White Rock Creek Trail This popular trail in Dallas spans a total of 17.1 miles and passes by the Dallas Arboretum. Run the 9.4 miles around the lake or find other trails to connect to, like the Santa Fe Trail.
Bonneville Shoreline Trail In the foothills of Salt Lake City, Utah, this trail gives runners plenty of options for single- and double-track trails that open into high meadows and rolling hills with views of the city below.
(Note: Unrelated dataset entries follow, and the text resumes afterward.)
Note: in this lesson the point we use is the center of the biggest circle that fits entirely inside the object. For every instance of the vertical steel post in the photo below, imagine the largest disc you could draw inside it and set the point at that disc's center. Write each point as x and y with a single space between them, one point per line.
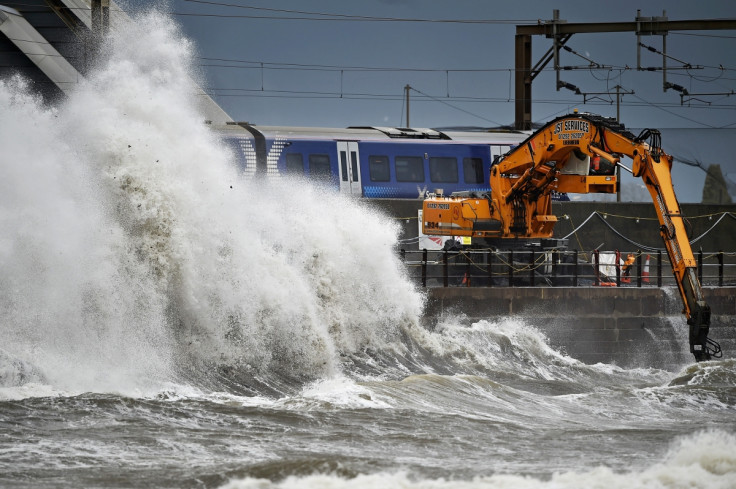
596 255
490 268
511 268
531 268
445 268
424 268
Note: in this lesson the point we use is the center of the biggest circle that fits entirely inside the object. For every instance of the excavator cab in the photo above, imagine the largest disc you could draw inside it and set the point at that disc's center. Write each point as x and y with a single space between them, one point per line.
576 153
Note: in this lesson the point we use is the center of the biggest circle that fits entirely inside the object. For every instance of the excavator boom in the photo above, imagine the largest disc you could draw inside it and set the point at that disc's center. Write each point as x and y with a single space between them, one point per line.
576 153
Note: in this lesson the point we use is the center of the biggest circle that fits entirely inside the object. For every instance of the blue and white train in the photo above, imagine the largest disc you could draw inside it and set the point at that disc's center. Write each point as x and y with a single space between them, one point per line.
372 162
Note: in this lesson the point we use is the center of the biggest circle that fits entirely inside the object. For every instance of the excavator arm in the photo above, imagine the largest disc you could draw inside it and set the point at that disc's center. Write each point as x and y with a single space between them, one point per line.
576 153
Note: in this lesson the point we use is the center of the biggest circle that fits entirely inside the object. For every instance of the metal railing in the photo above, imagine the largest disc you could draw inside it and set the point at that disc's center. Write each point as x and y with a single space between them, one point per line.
526 268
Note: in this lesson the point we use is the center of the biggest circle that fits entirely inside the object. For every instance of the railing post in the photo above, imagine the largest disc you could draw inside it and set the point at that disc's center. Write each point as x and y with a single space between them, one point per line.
596 255
531 268
490 268
424 268
511 268
445 268
467 268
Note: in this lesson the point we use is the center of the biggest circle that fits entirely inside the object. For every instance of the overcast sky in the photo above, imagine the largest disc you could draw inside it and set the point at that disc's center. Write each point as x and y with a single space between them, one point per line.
270 62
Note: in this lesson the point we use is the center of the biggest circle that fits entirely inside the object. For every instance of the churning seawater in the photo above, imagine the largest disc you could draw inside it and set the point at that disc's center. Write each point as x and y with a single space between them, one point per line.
166 323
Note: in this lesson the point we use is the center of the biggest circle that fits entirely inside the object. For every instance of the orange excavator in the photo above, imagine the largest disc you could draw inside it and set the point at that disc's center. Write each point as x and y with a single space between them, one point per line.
576 153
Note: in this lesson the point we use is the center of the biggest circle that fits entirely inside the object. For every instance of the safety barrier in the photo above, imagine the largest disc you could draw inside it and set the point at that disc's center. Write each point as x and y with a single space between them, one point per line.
514 268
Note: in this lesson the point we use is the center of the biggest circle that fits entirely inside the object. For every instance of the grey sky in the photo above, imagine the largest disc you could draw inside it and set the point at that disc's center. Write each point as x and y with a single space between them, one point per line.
314 74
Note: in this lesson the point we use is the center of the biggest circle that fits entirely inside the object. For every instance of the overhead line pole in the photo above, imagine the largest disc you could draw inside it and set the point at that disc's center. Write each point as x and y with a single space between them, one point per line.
559 29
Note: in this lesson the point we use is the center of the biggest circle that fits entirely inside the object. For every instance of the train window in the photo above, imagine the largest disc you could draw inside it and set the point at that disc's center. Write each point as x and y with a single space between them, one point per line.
354 164
473 170
319 166
295 163
443 169
409 168
344 165
378 168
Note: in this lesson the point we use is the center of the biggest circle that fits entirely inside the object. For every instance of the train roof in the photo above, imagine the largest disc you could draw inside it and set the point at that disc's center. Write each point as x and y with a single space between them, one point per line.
373 133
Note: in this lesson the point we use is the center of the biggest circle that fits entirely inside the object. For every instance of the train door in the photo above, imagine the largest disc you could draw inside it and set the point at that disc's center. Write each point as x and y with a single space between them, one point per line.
349 167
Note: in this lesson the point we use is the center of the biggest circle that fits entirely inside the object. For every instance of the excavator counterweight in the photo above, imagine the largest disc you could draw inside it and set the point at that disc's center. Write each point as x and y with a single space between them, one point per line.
576 153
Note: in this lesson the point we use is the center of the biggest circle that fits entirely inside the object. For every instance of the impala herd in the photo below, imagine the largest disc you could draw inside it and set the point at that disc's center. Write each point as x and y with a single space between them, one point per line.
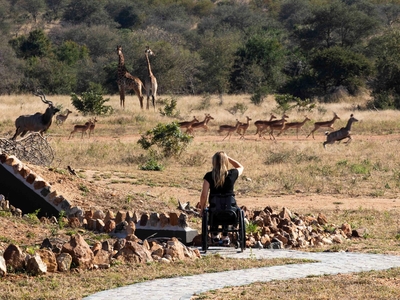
40 122
272 125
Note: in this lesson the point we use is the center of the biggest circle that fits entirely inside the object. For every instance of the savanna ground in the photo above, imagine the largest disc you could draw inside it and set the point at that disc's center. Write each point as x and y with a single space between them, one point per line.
356 183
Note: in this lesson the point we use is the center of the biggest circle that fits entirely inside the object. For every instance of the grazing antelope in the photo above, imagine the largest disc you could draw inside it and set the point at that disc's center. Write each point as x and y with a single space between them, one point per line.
340 134
60 119
296 125
91 128
260 124
38 122
274 123
230 129
186 124
243 127
202 124
81 128
328 124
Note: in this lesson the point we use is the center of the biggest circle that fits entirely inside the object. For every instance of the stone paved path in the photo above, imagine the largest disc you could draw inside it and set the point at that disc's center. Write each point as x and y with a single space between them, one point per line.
183 288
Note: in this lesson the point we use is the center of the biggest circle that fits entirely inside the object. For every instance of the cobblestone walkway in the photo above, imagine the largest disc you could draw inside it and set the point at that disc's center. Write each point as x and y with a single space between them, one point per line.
183 288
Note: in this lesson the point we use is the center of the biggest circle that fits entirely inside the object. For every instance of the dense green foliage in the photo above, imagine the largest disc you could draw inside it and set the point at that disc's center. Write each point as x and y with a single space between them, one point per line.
168 138
308 49
91 103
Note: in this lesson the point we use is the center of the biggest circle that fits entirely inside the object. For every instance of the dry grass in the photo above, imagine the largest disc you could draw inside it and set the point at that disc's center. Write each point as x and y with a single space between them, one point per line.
368 168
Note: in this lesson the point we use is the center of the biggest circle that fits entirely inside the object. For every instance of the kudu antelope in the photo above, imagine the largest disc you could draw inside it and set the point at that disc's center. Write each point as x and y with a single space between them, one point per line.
81 128
60 119
340 134
243 128
296 125
230 129
202 124
38 122
186 124
260 124
328 124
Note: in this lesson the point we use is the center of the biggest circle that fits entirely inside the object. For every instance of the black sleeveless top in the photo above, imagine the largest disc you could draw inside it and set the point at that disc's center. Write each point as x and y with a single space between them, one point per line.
227 188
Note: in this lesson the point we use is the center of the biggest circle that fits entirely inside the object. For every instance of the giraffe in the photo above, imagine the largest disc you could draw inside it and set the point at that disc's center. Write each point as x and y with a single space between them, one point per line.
151 81
126 81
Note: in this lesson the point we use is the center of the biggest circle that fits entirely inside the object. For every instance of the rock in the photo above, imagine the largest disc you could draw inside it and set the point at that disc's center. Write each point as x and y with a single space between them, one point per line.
360 232
183 220
109 226
99 214
109 216
130 229
64 261
173 219
134 252
143 220
322 220
175 249
14 257
35 265
164 220
3 267
49 259
346 229
120 217
74 222
80 251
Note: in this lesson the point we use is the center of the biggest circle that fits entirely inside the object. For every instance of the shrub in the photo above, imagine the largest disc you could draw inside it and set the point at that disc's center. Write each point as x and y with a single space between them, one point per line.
167 137
169 108
91 103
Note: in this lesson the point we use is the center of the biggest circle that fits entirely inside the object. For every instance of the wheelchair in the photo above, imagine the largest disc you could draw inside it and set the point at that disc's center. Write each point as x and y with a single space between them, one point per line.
223 215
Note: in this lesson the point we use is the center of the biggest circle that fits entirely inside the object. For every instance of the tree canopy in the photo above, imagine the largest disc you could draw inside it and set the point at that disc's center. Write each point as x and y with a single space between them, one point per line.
304 48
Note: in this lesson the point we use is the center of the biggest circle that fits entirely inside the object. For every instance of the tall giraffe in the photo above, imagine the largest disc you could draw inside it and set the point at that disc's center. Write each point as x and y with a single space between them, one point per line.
151 81
126 81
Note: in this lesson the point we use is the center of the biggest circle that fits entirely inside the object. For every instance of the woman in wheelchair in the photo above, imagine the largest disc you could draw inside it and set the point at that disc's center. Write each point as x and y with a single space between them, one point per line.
218 186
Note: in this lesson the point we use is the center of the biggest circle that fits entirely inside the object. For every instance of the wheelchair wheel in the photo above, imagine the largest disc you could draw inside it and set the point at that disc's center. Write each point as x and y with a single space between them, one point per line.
204 231
242 232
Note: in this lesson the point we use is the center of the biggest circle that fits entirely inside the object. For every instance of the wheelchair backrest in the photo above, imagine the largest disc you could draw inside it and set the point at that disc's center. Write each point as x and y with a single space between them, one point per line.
223 209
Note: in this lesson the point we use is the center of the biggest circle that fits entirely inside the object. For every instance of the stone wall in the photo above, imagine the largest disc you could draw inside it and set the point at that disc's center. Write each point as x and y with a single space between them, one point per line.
28 191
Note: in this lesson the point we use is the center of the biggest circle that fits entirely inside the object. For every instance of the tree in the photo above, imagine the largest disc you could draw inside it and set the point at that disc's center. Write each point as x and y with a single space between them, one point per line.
36 44
259 63
338 66
70 52
335 24
167 137
32 7
217 54
386 85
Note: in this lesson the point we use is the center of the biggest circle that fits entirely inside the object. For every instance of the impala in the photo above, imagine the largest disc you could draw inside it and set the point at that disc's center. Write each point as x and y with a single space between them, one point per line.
202 124
91 128
60 119
81 128
260 124
274 123
296 125
230 129
243 128
328 124
186 124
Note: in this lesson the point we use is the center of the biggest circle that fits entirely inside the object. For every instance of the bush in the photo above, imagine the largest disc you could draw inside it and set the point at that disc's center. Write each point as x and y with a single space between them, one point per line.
167 137
169 108
91 103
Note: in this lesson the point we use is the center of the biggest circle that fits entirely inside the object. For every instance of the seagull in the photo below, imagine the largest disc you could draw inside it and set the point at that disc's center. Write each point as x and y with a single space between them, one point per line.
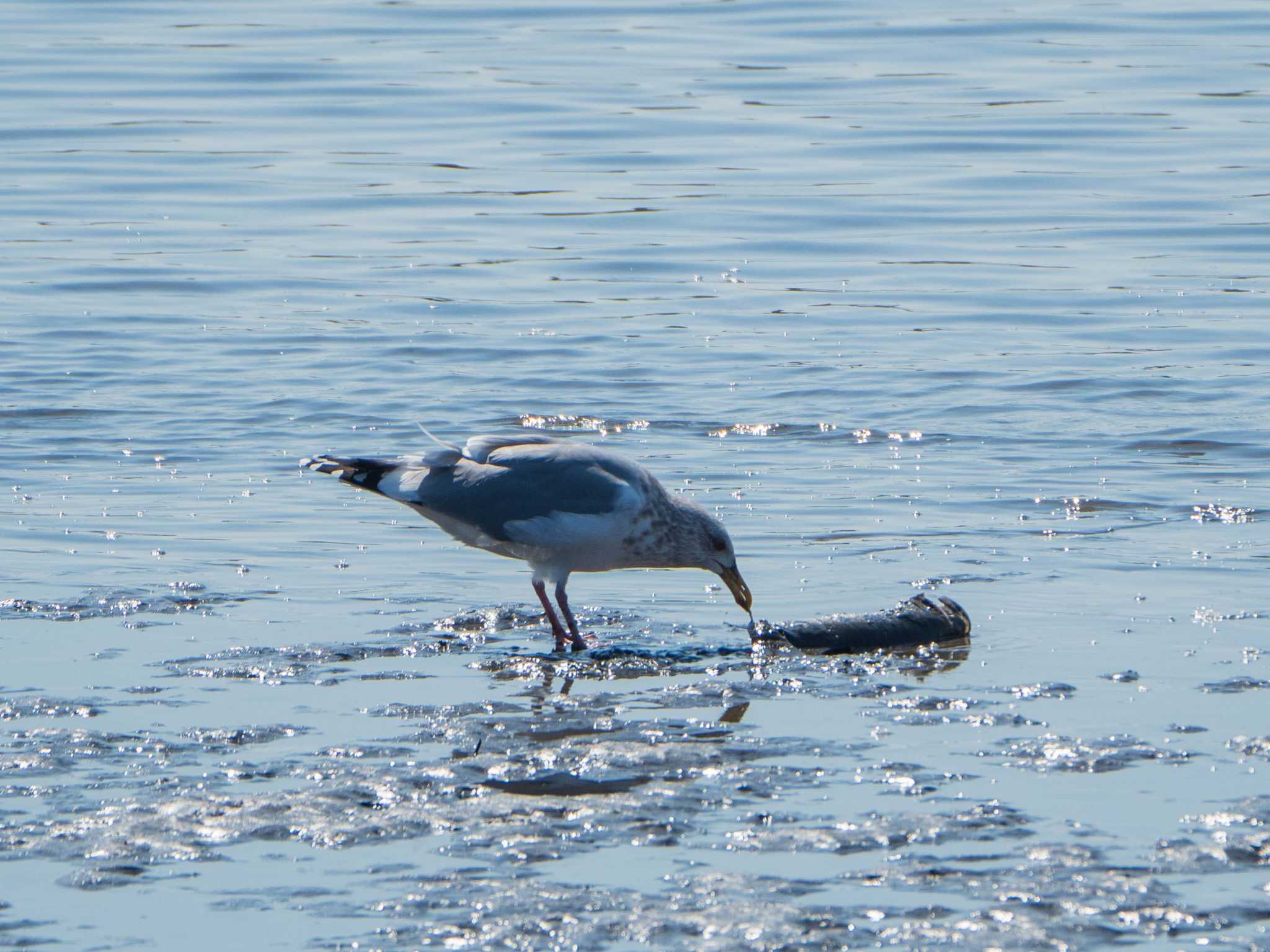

Griffith Park Nestled in sunny Los Angeles, Griffith Park is one of the largest urban wilderness areas in the U.S. This gives runners over 50 miles of trails to traverse. The land was donated by Colonel Griffith J. Griffith who made his fortune mining gold. He hoped the recreational area would help make LA a “happier, cleaner, and finer city.”
Chesapeake and Ohio Canal 184.5 miles of trails allow residents of Washington DC a natural respite. Along the trails you’ll find views that are both beautiful and historic.
Washington and Old Dominion “You see incredible geography all along the way,” says Horton of this 45-mile trail near her home in Virginia. “There’s really neat amenities and small businesses and just all different types of people.” The trail is mostly paved, but a 32-mile loose gravel trail runs adjacent.
Looking for a trail near you? TrailLink is a tool designed by the Rails to Trail Conservancy to help you find nearby trails and filter by activity, trail surface, and distance. With trail networks expanding all across the country, it is becoming easier for everyone to explore nature in their own backyard. “It can really be incredible for your wellbeing, for respite, especially during this pandemic to get outside and find your little pocket of green space and to be able to claim that for running, walking, biking, and really connecting with your community,” says Horton.